Film endüstrisi denildiğinde aklımıza genellikle devasa bütçeli Hollywood yapımları ya da renkli Bollywood müzikalleri gelir. Ancak bu iki devin hemen arkasında büyüyen bir dev daha var: Nollywood. Nijerya'nın film endüstrisi olan Nollywood, şaşırtıcı bir şekilde yıllık film üretim hacmi açısından dünyanın en büyük ikinci film endüstrisi.
Bu başarıyı daha da inanılmaz kılan ise, Nollywood'un bu unvanı kırmızı halılarla dolu sinema salonları veya milyar dolarlık stüdyolarla değil, mütevazı VCD ve DVD'lerle elde etmiş olması. Peki, bir ülke nasıl olur da sinema altyapısı neredeyse "yok" denecek seviyedeyken küresel bir film gücüne dönüştü? Gelin bu ilginç hikâyeyi birlikte inceleyelim.
Her şeyi başlatan Living in Bondage filmi

Nollywood'un resmî başlangıcı genellikle 1992 yılına ve "Living in Bondage" adlı filme dayandırılır.
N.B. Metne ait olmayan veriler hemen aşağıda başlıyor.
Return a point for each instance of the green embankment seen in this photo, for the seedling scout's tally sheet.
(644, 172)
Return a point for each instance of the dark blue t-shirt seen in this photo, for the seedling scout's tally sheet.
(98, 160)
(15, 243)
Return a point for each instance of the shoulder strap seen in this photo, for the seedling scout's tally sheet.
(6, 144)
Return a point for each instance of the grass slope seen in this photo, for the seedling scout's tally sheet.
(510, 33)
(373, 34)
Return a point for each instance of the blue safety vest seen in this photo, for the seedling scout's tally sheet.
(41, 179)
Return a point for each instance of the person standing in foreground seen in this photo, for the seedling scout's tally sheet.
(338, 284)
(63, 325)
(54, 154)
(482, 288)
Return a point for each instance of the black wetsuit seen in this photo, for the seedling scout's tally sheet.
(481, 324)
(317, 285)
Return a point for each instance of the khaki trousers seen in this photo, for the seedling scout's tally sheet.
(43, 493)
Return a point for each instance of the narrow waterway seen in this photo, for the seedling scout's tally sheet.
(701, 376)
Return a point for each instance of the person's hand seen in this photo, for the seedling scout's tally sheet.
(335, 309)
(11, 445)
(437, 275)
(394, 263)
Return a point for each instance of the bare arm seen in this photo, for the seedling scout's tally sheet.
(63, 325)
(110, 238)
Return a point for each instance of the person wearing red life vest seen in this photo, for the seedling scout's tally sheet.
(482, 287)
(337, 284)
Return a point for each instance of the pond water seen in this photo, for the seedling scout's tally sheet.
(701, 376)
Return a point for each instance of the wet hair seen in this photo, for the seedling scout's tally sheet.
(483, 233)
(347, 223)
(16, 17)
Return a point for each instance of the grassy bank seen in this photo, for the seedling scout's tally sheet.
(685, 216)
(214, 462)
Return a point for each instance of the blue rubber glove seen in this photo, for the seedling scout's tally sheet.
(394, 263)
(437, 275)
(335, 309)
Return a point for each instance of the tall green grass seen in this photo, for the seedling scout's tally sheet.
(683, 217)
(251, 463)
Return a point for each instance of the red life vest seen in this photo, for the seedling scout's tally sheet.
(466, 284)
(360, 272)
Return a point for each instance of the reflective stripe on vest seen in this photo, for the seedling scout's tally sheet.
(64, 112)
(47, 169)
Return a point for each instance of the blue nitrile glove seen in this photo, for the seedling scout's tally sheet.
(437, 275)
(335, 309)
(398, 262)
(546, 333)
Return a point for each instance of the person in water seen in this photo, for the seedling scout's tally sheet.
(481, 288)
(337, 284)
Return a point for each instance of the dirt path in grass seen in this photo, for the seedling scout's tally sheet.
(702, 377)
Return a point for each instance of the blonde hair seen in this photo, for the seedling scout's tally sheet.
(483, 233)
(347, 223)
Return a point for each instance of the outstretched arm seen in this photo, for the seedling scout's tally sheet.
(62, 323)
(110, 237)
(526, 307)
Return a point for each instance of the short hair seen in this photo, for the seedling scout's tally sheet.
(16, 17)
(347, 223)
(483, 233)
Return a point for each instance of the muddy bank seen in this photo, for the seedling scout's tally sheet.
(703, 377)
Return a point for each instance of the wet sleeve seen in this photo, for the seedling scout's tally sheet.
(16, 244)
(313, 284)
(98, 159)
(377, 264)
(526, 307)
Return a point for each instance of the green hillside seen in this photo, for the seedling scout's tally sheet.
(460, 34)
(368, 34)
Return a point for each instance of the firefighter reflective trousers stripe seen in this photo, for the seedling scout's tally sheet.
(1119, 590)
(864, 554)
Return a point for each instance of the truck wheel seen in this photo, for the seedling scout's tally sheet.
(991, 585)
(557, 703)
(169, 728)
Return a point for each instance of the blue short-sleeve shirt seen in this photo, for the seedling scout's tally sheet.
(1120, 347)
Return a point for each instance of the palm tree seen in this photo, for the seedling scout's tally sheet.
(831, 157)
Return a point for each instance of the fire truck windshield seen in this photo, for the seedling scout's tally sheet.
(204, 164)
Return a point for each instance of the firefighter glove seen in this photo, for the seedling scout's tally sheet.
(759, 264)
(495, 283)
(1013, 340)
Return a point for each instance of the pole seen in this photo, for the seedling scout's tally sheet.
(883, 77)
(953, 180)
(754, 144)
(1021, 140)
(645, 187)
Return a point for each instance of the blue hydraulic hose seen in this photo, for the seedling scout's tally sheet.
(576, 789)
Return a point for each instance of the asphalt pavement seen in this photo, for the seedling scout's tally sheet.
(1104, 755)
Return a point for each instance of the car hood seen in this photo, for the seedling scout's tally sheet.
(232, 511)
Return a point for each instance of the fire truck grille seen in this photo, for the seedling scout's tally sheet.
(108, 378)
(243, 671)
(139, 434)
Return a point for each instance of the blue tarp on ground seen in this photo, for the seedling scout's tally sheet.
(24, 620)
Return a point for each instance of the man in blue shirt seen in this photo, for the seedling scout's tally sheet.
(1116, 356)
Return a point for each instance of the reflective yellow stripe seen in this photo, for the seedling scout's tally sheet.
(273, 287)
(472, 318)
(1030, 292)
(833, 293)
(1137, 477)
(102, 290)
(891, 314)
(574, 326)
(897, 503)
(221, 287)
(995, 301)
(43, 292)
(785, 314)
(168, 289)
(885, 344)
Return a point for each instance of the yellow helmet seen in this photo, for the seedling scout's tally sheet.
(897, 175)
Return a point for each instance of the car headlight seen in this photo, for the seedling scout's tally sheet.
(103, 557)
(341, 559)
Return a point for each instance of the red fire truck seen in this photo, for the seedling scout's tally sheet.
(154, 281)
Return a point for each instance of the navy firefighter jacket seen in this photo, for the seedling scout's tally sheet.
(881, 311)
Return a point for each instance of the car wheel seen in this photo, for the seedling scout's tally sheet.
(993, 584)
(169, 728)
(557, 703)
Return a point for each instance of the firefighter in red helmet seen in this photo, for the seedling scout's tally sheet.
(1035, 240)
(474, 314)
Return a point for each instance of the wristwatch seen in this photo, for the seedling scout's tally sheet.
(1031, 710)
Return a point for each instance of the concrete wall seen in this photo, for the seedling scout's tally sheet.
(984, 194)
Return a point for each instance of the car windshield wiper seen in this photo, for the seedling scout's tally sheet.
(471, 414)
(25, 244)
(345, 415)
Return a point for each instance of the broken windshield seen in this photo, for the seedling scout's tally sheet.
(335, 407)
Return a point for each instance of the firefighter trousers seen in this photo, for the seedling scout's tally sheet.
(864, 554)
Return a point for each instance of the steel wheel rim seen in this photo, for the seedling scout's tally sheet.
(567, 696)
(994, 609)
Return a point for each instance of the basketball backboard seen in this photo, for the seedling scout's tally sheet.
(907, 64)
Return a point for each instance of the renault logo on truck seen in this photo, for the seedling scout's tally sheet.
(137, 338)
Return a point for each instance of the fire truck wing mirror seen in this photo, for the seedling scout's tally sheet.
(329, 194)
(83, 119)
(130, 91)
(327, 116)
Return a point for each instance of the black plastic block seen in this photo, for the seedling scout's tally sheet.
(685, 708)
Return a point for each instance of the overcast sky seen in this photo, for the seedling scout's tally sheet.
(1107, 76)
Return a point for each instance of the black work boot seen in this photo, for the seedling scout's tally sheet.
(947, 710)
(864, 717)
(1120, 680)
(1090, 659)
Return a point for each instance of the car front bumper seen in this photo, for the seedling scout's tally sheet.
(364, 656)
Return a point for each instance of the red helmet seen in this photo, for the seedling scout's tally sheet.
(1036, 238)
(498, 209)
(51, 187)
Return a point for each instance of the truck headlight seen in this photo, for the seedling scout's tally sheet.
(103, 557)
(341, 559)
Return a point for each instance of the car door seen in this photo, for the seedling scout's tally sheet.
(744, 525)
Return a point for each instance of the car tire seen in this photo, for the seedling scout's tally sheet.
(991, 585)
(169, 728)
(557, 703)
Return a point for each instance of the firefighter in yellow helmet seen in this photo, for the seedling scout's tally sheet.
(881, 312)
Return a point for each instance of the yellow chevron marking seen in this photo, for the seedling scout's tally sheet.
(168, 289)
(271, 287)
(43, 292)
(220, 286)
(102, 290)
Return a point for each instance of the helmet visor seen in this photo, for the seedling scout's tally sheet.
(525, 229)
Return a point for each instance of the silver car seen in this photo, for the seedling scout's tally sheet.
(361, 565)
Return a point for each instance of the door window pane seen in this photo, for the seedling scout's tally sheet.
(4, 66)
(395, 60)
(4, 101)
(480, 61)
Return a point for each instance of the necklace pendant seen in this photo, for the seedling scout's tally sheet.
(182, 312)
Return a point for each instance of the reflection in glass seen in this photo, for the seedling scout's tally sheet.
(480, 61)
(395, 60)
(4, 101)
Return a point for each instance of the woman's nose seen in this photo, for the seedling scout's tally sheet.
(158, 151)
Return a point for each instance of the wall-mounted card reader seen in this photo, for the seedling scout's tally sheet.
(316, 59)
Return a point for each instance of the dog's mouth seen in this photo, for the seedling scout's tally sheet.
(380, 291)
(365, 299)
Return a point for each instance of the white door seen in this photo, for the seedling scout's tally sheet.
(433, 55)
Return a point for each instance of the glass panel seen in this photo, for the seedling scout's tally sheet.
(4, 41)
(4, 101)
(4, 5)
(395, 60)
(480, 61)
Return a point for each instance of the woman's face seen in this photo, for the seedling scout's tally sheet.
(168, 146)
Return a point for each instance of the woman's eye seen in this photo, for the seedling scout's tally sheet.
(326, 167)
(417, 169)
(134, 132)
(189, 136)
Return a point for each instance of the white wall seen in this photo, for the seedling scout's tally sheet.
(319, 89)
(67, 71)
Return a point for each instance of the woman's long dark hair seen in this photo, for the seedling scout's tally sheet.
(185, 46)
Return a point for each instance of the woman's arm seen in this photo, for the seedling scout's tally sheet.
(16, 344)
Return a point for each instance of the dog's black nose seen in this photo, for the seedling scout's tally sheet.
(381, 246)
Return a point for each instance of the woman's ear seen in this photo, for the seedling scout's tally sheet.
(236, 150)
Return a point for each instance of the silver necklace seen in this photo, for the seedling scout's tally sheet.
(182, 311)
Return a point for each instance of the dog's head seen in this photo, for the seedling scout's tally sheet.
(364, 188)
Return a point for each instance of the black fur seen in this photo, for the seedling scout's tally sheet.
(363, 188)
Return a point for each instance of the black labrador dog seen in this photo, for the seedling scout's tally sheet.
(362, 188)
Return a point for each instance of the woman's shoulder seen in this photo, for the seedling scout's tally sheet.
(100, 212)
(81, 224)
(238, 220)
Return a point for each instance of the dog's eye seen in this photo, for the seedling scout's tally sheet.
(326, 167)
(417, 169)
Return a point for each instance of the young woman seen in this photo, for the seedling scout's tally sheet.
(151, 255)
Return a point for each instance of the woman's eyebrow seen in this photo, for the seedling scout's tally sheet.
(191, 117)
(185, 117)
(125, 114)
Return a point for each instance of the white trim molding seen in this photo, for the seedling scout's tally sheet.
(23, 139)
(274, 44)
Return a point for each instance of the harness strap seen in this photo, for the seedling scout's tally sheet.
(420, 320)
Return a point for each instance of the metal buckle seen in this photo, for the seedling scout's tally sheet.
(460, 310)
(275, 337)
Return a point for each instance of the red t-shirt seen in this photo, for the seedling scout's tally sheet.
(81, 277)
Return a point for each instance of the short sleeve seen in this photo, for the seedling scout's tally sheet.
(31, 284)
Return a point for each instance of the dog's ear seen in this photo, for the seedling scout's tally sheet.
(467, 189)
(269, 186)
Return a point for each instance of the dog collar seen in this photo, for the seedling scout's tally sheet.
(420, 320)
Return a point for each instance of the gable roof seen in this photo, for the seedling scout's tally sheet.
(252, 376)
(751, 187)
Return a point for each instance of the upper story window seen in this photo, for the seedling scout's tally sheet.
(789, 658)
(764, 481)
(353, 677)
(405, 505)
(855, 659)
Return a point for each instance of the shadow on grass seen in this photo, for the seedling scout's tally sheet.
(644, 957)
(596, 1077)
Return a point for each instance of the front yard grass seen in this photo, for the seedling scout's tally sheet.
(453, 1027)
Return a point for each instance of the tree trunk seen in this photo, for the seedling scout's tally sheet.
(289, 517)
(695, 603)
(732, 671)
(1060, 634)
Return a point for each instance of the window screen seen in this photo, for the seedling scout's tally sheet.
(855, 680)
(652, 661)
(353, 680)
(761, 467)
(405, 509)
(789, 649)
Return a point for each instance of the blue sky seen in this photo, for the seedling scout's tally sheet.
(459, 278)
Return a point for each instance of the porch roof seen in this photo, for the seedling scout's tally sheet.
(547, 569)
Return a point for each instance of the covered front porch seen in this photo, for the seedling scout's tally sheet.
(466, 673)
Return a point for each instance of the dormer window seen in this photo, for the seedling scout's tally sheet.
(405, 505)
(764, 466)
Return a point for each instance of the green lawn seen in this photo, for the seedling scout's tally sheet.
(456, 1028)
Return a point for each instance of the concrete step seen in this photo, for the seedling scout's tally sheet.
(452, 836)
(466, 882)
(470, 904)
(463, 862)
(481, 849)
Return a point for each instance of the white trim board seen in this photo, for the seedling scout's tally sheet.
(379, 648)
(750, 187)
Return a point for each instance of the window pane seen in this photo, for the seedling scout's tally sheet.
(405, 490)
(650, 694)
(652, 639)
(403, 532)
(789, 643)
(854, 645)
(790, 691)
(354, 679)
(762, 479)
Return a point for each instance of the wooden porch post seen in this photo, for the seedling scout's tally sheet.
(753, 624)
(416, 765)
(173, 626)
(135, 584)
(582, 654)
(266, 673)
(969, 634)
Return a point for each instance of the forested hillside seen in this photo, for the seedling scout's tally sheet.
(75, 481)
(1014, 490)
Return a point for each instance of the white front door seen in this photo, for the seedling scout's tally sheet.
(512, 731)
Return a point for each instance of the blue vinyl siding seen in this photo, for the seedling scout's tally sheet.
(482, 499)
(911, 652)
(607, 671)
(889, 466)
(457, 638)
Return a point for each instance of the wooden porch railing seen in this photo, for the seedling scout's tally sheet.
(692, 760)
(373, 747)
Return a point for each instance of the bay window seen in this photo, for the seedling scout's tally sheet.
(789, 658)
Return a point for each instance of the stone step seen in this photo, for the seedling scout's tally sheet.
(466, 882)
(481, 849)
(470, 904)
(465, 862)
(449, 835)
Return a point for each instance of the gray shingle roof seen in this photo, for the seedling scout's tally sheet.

O dönemde Nijerya'da ekonomi kötü durumdaydı ve 1980'lerdeki altın çağını yaşayan sinema salonları ya kapanmış ya da toplanma yerlerine dönüşmüştü. İnsanların sinemaya gidecek parası veya altyapısı yoktu.
İşte tam bu noktada, Kenneth Nnebue adlı vizyoner bir tüccar, elinde kalan yüklü miktardaki boş VHS kasetleri eritmek için parlak bir fikir buldu: Bir film çekip doğrudan bu kasetlere basarak satmak. "Living in Bondage", yerel dilde, kara büyü, hırs, aile gibi yerel kültüre ait temalar işleyen bir yapımdı. Film, sinemalarda hiç gösterilmeden doğrudan VHS kasetlerle piyasaya sürüldü ve milyonlarca kopya sattı. Bu, bir devrimin başlangıcıydı; Nollywood'un "doğrudan eve satış" modeli doğmuştu.
VCD ve DVD

VHS kasetler başlangıç olsa da asıl patlama, Asya'dan gelen ucuz Video CD (VCD) teknolojisiyle yaşandı. VCD'ler, VHS'ye göre çok daha ucuz, daha dayanıklı ve kopyalanması daha kolaydı. Nijerya gibi elektriğin sık kesildiği yerlerde bile VCD oynatıcılar jeneratörlerle kolayca çalıştırılabiliyordu. İnsanlar, bir sinema biletinden çok daha ucuza bir VCD satın alıp, tüm aile, hatta tüm mahalle ile birlikte tekrar tekrar izleyebiliyordu.
Bu model, film yapımcıları için de bir cennetti. Düşük maliyetli dijital kameralarla filmlerini birkaç hafta, hatta bazen birkaç gün içinde çekiyorlardı. Kurgu işlemleri de ev bilgisayarlarında hızla tamamlanıyordu. Bir filmin maliyeti çok düşüktü. Bu da üretim hacmini inanılmaz bir seviyeye çıkardı.
Dağıtımın gücü

Nollywood'un başarısının sırrı sadece üretimde değil, aynı zamanda dağıtımda yatıyordu. Filmlerin dağıtımı için resmi bir stüdyo ağı yoktu; bunun yerine devasa bir gayriresmî ağ vardı. Idumota Pazarı gibi yerler, endüstrinin kalbi haline geldi. Dağıtımcılar, filmlerin VCD/DVD'lere basılmasını finanse ediyor ve bunları ülkenin ve hatta tüm Afrika'nın en ücra köşelerine kadar ulaştıran binlerce sokak satıcısı, otobüs şoförü ve küçük dükkan aracılığıyla satıyordu.
Bu sistem, bir filmin vizyona girmesiyle DVD'sinin çıkması arasında aylarca bekleyen Hollywood modelinin tam tersiydi. Nollywood'da film, kurgudan çıktığı an VCD'ye basılır ve kısa sürede milyonlarca izleyiciye ulaşabilirdi. Bu hız ve erişilebilirlik, sinema salonlarının eksikliğini fazlasıyla telafi etti.
Kültürel ögeler içermeleri

Nollywood'un bu kadar sevilmesinin bir diğer temel nedeni ise anlattığı hikayelerdi. Hollywood filmleri Nijeryalılar için eğlenceli ama yabancı iken Nollywood’daki filmler insanlara kendi hayatlarından kesitler sunuyorlardı. Bu da onların Afrika’daki popülaritesini iyice artırdı.
Sonuç olarak Nollywood’un hikâyesi, sinema salonlarının eksikliğine rağmen yükselmeyi başarmasıyla gerçekten ilham verici. Tabii ki şu anda dijital platformların yükselmesiyle VCD ve DVD gibi teknolojiler hiç kullanılmıyor. Yeni platformlar sayesinde de Nollywood’un kabuk değiştirdiğini, interneti kullanmaya başladığını görüyoruz.